A study by Australia’s Monash University has identified a new way to restore insulin production in the pancreatic cells. The development is being seen as a major breakthrough that could one day lead to eliminating the need for daily insulin injections, and develop no therapies for diabetes treatment. The research, published in the Nature journal Signal Transduction and Targeted Therapy, was led by diabetes experts Professor Sam El-Osta, Dr Keith Al-Hasani and Indian-origin Dr Ishant Khurana, from the Monash Department of Diabetes.

Breakthrough

Insulin, a hormone produced by beta cells in the pancreas, helps regulate blood sugar levels in the body. In Type 1 diabetes, beta cells produce less or no insulin at all.

As part of their study, researchers at the Monash University used donated pancreatic stem cells of a deceased 13-year-old Type 1 diabetes patient, and were able to “reactivate” them to produce insulin. This was done using a drug — GSK-123 — which is approved by the US Food and Drug Administration, but is not licensed for diabetes treatment. In principle, this shows that insulin-producing cells (beta cells), which have been destroyed in Type 1 diabetes, can be replaced with new insulin-generating cells, the university said.

Way forward

The scientists admit that their approach requires further work before a therapy reaches patients. But they say that the research has the potential to help develop new ways to treat Type 1 and Type 2 diabetes, especially for insulin-dependent diabetes.
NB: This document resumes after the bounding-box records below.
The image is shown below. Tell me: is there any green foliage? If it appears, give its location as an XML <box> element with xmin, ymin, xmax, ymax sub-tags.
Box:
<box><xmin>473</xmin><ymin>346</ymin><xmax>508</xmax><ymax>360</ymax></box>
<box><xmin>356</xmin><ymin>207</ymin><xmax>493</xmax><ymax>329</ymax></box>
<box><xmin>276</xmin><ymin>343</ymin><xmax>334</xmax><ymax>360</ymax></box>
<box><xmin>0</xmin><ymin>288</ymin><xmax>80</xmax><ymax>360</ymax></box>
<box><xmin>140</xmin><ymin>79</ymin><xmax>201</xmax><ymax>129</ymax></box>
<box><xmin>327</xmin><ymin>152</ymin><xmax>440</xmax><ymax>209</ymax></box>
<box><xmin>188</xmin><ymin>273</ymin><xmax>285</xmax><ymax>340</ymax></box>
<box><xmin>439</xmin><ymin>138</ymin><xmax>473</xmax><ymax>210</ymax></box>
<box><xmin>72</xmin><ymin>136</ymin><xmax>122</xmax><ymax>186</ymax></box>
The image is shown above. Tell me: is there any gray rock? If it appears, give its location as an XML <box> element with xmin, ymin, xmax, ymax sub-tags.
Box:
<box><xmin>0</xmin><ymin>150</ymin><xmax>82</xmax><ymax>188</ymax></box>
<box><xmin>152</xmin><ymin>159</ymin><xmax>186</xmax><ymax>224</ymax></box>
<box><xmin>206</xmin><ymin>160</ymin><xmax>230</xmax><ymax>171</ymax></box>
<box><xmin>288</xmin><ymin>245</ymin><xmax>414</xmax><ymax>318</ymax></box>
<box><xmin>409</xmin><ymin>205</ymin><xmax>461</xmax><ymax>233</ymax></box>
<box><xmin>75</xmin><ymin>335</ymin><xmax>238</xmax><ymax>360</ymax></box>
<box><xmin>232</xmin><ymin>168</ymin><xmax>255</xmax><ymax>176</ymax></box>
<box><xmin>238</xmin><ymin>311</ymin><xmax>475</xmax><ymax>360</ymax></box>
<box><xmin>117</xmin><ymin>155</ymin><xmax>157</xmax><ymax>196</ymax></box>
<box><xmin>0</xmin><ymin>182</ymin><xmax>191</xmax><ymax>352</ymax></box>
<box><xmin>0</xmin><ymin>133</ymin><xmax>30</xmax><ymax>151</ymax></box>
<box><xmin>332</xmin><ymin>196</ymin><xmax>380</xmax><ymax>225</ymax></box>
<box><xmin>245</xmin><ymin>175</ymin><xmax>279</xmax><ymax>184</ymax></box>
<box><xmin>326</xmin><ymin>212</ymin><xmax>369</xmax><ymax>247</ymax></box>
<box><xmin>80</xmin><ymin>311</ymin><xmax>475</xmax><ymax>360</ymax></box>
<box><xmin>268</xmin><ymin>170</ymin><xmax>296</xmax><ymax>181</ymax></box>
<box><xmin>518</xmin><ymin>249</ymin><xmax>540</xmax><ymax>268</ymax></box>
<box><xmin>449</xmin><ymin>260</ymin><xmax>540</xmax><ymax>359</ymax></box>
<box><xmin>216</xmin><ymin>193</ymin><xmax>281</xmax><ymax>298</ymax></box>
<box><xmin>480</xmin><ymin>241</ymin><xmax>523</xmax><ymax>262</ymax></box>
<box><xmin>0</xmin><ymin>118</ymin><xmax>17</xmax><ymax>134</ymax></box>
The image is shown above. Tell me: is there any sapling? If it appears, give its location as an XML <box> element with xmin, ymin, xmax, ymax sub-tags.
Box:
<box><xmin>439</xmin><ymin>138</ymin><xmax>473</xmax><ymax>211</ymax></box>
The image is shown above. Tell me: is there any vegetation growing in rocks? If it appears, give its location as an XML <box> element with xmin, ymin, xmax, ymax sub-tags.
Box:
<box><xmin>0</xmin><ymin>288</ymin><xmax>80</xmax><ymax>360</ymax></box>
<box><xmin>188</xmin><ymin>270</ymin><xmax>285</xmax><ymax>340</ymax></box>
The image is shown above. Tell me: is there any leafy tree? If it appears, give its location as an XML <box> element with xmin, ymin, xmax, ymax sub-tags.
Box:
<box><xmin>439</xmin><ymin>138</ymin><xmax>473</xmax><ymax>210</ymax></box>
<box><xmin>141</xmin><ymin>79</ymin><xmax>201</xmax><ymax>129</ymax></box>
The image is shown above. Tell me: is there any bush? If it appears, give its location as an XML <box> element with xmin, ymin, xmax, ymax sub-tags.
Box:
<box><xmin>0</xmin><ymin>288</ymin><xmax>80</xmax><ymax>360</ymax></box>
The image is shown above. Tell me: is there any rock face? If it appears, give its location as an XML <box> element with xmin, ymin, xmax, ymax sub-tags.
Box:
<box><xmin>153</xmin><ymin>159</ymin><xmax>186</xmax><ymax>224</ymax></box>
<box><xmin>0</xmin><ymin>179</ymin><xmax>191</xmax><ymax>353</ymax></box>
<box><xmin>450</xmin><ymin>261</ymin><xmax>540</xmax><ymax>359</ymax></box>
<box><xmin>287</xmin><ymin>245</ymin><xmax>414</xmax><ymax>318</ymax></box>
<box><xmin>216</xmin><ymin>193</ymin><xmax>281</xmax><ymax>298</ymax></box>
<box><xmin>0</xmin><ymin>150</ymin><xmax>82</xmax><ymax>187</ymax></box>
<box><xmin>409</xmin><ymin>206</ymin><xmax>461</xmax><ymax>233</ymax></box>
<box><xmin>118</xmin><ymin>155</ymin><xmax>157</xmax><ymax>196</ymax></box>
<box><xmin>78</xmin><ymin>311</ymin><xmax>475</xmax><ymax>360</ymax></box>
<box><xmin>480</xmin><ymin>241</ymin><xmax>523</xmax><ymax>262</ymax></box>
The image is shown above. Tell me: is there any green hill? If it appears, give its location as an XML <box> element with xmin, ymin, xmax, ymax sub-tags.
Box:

“More work is required to define the properties of these cells and establish protocols to isolate and expand them…I would think therapy is pretty far away, however, this represents an important step along the way to devising a lasting treatment that might be applicable for all types of diabetes,” Dr Al Hashmi was quoted as saying in a Monash University release.

At present, the only way to treat insulin-dependent diabetes is through daily insulin injections or through pancreas/pancreatic islet transplantation that relies on donors and therefore has a limited widespread use.